When we share in the Eucharist tonight we are sharing with one another the ultimate act of love that God has given to us. We share in the context of community what it means to take of Christ’s body and blood. We cannot truly love in isolation, as though we are in a kind of spiritual bubble. It is something that requires us to develop a relationship with others in order to flourish and grow. The depth of love that god has for us is the perfect model by which we can aspire to love others as he has loved us. Out of our own experience of God’s love for us we can reflect that love back to God as well as to others.....a sort of mirror if you like.
And we experience that love most fully in the Eucharist or whatever other name you choose to call it by, Holy Communion, The Lord’s Supper or The Breaking of Bread. Jesus is present in a very real and powerful way as he gives of himself to us. By partaking of him in this sacrament we in a sense become Jesus to others. In our final session of the Lent course we heard a quote from the American theologian Jim Wallis. He said:
“We break the bread and we pour the wine, drink the wine-then we go out in the world and we BECOME the bread and the wine. We BECOME that sacrament in the world. We celebrate and then we go out and we enact that sacrament in the way we live our lives in the world”.
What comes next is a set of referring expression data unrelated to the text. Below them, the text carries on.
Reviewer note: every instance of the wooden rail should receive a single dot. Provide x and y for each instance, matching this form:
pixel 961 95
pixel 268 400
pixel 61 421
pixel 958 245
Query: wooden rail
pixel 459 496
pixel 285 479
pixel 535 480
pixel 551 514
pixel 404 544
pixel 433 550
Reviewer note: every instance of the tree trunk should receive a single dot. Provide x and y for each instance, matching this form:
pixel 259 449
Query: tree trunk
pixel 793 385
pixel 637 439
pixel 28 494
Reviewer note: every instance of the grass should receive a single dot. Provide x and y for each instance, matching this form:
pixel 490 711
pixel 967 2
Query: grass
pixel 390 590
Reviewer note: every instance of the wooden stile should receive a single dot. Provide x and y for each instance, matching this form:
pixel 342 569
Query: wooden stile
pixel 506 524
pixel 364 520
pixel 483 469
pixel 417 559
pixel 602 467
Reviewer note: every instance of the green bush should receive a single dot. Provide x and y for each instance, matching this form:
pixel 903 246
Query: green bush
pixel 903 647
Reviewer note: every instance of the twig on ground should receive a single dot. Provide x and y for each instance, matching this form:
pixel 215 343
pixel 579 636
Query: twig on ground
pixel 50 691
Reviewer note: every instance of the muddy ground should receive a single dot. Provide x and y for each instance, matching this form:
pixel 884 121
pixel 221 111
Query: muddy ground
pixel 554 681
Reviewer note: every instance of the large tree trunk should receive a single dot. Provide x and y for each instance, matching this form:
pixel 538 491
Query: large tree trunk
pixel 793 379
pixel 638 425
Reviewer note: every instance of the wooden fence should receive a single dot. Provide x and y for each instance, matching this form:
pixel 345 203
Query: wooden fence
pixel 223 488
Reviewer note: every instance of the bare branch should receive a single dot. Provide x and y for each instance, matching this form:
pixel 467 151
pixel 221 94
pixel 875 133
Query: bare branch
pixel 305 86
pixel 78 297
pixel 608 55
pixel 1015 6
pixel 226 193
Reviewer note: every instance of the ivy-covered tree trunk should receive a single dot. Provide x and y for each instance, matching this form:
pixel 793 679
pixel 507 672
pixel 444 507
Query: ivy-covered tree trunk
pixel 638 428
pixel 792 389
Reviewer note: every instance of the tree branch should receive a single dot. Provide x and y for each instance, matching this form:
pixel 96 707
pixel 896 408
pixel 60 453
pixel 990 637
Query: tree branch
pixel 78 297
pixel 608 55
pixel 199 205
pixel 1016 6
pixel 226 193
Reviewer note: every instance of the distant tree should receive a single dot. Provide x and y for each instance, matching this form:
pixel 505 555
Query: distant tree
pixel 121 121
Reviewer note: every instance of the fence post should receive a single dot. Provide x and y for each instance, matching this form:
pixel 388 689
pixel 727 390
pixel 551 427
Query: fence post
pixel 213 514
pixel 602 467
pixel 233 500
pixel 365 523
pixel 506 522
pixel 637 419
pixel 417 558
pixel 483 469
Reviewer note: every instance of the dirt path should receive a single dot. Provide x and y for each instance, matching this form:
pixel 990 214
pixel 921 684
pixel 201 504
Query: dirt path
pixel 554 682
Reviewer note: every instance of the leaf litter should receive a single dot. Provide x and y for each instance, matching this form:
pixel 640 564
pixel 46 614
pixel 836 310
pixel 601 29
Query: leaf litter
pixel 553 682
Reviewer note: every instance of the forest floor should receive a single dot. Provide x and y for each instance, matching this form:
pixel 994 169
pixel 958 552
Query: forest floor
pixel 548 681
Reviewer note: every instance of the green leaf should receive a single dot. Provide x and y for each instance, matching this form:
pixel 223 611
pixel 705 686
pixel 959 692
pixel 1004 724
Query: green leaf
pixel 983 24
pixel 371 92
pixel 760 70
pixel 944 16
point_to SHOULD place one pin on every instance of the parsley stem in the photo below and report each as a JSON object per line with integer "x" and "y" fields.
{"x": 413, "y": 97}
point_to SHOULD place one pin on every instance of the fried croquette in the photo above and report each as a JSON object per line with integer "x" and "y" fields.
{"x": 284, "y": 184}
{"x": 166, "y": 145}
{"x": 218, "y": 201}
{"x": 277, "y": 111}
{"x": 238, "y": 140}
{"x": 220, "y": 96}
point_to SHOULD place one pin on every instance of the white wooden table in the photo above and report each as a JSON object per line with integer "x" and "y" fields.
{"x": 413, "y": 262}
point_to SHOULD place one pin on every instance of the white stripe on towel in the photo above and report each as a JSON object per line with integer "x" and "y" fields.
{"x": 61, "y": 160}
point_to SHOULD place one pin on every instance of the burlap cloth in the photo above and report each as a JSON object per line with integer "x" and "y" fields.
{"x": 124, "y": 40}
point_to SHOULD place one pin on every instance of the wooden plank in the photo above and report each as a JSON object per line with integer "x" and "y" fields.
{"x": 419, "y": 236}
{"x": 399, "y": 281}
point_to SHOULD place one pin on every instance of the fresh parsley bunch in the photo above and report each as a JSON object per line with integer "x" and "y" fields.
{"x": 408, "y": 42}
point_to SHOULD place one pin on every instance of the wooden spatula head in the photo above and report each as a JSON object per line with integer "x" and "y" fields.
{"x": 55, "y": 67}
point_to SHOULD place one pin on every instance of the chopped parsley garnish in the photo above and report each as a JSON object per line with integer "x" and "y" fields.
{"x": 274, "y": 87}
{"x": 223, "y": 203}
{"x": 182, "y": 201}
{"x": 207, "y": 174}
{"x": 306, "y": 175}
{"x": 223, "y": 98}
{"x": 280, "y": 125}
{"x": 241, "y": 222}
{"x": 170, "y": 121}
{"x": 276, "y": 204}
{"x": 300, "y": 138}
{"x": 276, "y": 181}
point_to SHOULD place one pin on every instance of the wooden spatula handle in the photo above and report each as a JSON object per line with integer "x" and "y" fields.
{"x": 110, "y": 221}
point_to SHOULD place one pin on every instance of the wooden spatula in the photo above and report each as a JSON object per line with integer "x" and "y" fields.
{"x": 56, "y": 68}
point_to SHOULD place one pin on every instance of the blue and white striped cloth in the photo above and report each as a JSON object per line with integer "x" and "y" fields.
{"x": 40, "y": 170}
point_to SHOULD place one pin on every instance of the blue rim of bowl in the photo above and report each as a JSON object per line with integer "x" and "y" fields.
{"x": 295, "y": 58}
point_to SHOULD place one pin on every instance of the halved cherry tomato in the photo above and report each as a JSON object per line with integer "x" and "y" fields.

It is through Christ within us.....each and every one of us, that others are able to experience the depth of love and grace that he has for all. We are the hands, the feet, and the body of Christ. When people look at us they see hopefully, a community of people who are very far from perfect, but who seek as much as we can to stand up for the weak, speak out for the oppressed and feed the hungry.
It is worth remembering the words of John in one of his letters:
“Beloved, let us love one another, because love is from God, everyone who loves is born of God and knows God. Whoever does not love does not know God, for God is love. God’s love was revealed among us in this way: God sent his only Son into the world so that we might live through him. In this is love, not that we loved God but that he loved us and sent his Son to be the atoning sacrifice for us. (1 John 4 : 7-10)
John reminds us that it is through God reaching out to us in love, and firmly rooting the sacrifice of Jesus as something borne out of that love that we are able to be reconciled to God. The whole idea of the atonement by which we are reconciled through Jesus comes purely out of his endless love. It is God reaching out to us in divine love, rather than us reaching out to God that is the key here. Only through his love are we able to truly know what it is to live because when we reach out to others in love they may see something (even if it only a small glimmer) of God in us.
So, as we partake of our Lord’s body and blood this evening, and as we allow him to wash our feet.....may we do so in the full knowledge, and deepest gratitude that we do so because he first loved us. And may we sit with him, even if only for an hour or so in the garden as we await the terrible events of tomorrow, but let us not forget that Sunday is only just around the corner.